ABD Başkanı Donald Trump'ın Orta Doğu Özel Temsilcisi Steve Witkoff, İran'la doğrudan görüşmelerin ancak İran'ın nükleer programını durdurması ve ortadan kaldırması koşuluyla sonuçlanabileceğini belirtti. Witkoff, sosyal medya hesabından yaptığı açıklamada, herhangi bir nihai anlaşmanın Orta Doğu'da barış, istikrar ve refah için bir çerçeve oluşturması gerektiğini vurguladı. Bu çerçeve, İran'ın nükleer zenginleştirme ve silahlanma faaliyetlerini tamamen sonlandırmasını içermelidir.

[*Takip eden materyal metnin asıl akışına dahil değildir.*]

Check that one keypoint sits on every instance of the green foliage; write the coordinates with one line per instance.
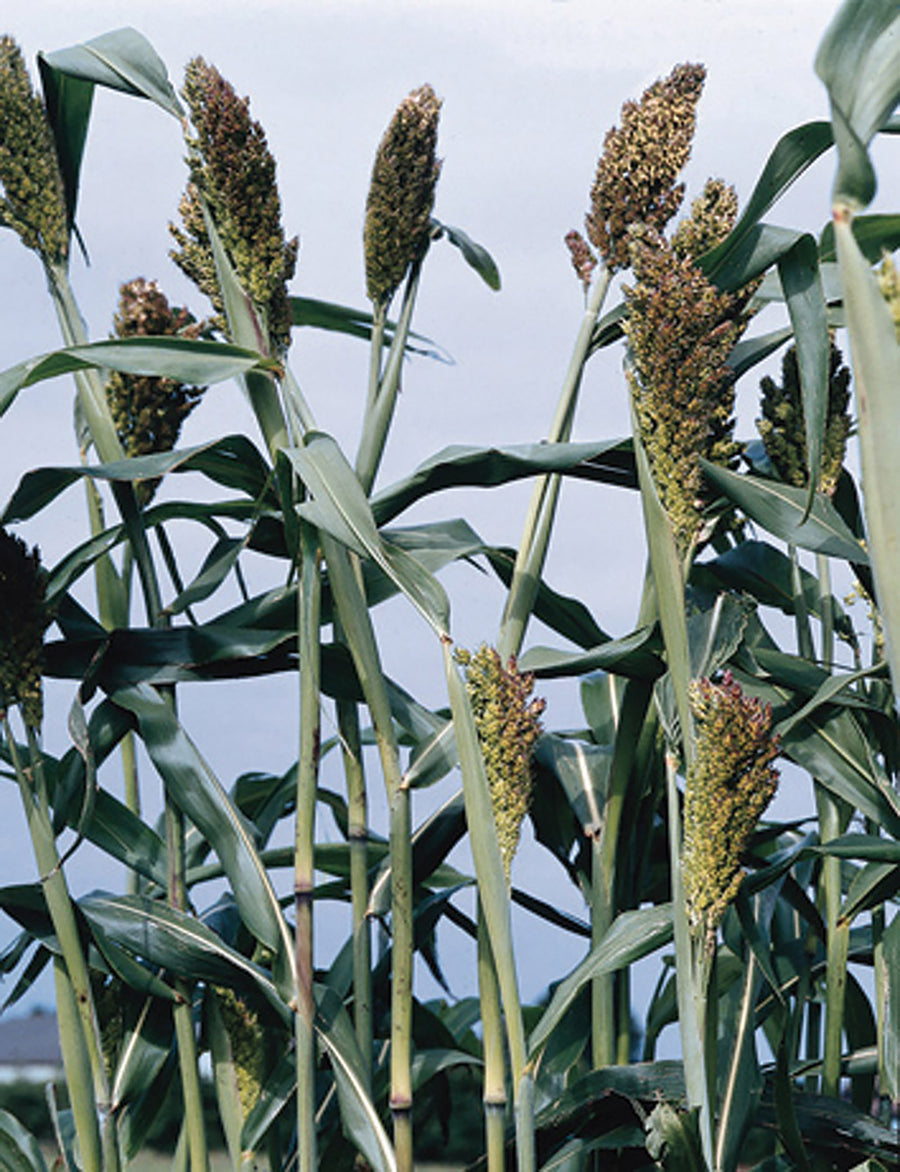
(776, 927)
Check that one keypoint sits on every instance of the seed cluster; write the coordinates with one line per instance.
(401, 193)
(640, 162)
(32, 198)
(729, 785)
(681, 331)
(24, 619)
(247, 1048)
(149, 411)
(782, 426)
(509, 726)
(232, 169)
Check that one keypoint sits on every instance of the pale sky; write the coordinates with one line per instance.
(530, 88)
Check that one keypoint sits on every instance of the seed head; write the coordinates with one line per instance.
(680, 331)
(32, 198)
(247, 1048)
(729, 785)
(711, 217)
(640, 162)
(401, 193)
(24, 619)
(584, 261)
(233, 170)
(782, 426)
(509, 726)
(149, 411)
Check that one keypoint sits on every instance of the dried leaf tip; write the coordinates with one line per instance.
(782, 424)
(149, 411)
(728, 788)
(509, 726)
(32, 196)
(401, 193)
(232, 169)
(641, 159)
(24, 619)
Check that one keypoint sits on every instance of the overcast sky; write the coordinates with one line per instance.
(530, 87)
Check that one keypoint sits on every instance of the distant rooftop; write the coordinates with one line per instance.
(29, 1041)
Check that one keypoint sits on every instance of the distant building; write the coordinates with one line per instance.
(29, 1048)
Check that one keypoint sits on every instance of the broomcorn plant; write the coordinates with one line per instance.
(232, 171)
(729, 784)
(24, 619)
(508, 726)
(149, 411)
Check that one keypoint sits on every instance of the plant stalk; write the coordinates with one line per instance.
(534, 540)
(495, 1061)
(307, 779)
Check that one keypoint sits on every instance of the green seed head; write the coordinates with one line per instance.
(729, 785)
(233, 170)
(509, 726)
(888, 280)
(640, 162)
(401, 193)
(247, 1046)
(32, 199)
(24, 619)
(782, 424)
(149, 411)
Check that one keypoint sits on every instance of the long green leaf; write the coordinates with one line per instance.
(340, 506)
(122, 60)
(792, 154)
(799, 274)
(468, 465)
(859, 61)
(184, 359)
(197, 791)
(877, 375)
(631, 937)
(488, 864)
(781, 509)
(67, 101)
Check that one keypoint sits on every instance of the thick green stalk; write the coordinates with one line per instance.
(358, 815)
(605, 1033)
(76, 1064)
(79, 1029)
(689, 995)
(183, 1008)
(833, 816)
(380, 411)
(495, 1062)
(534, 540)
(307, 779)
(356, 625)
(401, 976)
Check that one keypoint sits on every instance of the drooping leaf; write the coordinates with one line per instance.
(122, 60)
(472, 467)
(339, 505)
(183, 359)
(67, 101)
(781, 510)
(475, 254)
(193, 786)
(343, 319)
(875, 358)
(799, 274)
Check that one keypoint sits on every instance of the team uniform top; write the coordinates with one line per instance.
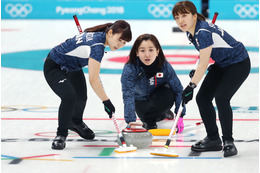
(225, 49)
(136, 86)
(73, 54)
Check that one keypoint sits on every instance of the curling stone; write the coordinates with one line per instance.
(138, 137)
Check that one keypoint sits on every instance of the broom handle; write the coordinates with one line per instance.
(174, 129)
(77, 23)
(118, 131)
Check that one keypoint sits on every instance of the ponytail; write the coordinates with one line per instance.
(186, 7)
(201, 17)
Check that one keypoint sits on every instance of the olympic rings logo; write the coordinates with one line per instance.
(18, 10)
(247, 10)
(160, 10)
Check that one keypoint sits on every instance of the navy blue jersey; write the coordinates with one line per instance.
(73, 54)
(136, 86)
(225, 49)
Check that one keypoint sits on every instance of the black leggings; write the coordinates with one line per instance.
(71, 88)
(221, 84)
(155, 108)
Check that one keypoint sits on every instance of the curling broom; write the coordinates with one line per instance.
(124, 148)
(165, 152)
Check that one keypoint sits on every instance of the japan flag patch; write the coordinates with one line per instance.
(159, 75)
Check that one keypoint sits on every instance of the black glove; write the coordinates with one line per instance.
(191, 74)
(109, 107)
(187, 93)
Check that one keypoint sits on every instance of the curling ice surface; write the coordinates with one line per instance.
(125, 149)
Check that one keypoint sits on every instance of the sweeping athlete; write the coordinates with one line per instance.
(225, 76)
(150, 85)
(64, 74)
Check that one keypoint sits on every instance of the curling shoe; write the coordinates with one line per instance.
(150, 125)
(59, 143)
(169, 115)
(82, 130)
(229, 148)
(207, 145)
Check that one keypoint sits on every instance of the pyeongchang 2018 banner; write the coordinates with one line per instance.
(235, 9)
(89, 9)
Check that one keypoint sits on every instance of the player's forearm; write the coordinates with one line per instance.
(98, 89)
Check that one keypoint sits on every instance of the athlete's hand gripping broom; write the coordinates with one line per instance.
(124, 148)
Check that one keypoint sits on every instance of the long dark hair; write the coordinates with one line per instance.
(183, 7)
(133, 57)
(120, 26)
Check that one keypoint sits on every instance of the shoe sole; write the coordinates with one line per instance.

Witkoff, ayrıca İran ile yapılacak olası bir anlaşmanın 'dünya için adil bir anlaşma' olması gerektiğinin altını çizdi ve Trump'ın kendisine verdiği görevin bu yönde olduğunu belirtti. Witkoff'un açıklamaları, ABD'nin İran'ın nükleer programına yönelik katı tutumunu bir kez daha ortaya koyuyor. Bu durum, İran'la yapılan müzakerelerin geleceği ve bölgedeki gelişmeler açısından önemli ipuçları sunuyor.
İran ile ABD arasındaki müzakere süreci, 2018'de nükleer anlaşmadan çekilen Trump yönetiminin ardından yeniden hareketlilik kazanmıştı. Taraflar arasında mektup trafiği yaşanmış ve Umman'da dolaylı görüşmeler yapılmıştı. Görüşmelerin 'olumlu ve yapıcı' geçtiği belirtilirken, ikinci tur müzakerelerin yeri konusunda farklılıklar yaşanmıştı. Bu gelişmeler, nükleer anlaşma konusundaki belirsizliğin devam ettiğini ve taraflar arasındaki gerginliğin sürdüğünü gösteriyor.